Food shopping (vegetables!!!)

Message all WhatsApp groups

Get on top of emails

This seemed like a much better idea yesterday.

‘You’re going to be brilliant.’

I think I’m going to be sick.

Seb is in his car; the engine is running and the roof is down.

We’re saying goodbye. But also, he’s not driving off because I’m clutching the door through the open window.

I’m not exactly sure what my strategy is.

Force him to stay with my brute strength.

That seems ridiculous, I could hardly lift a kayak paddle.

‘It feels like you’re abandoning me.’

‘One abandonment and you think everyone’s at it.’ Behind his (very reflective) sunglasses, I’m certain that he’s rolling his eyes.

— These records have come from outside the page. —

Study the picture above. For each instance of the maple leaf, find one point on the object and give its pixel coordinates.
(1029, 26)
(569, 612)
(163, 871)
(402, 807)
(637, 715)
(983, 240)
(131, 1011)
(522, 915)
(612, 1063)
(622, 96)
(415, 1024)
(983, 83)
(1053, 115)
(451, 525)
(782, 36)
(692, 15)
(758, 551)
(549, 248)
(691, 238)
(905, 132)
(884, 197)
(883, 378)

I look around to check that no one has heard the abandonment thing, but the only sign of life is the bald chicken.

Seb puts a hand over mine.

‘You can do this.’

‘I really can’t.’

‘You can.’

‘Do you think?’

‘I know. You’ve been employee of the year for over a decade.’

‘Yeah, but our other employees are Clementine and Phil.’ Still, I won’t lie, I do love the certificate Seb prints for me every year. ‘Argh, I’m going to do it.’

‘That’s the spirit. Now let go of the car before you change your mind again.’

I reluctantly release my grip.

‘And call me every day.’ I might be mistaken, but there’s a slight hitch to his voice.

‘Of course I will.’

‘Love you, Lily Brown. Good luck.’

There’s a lump in my throat making it impossible to speak.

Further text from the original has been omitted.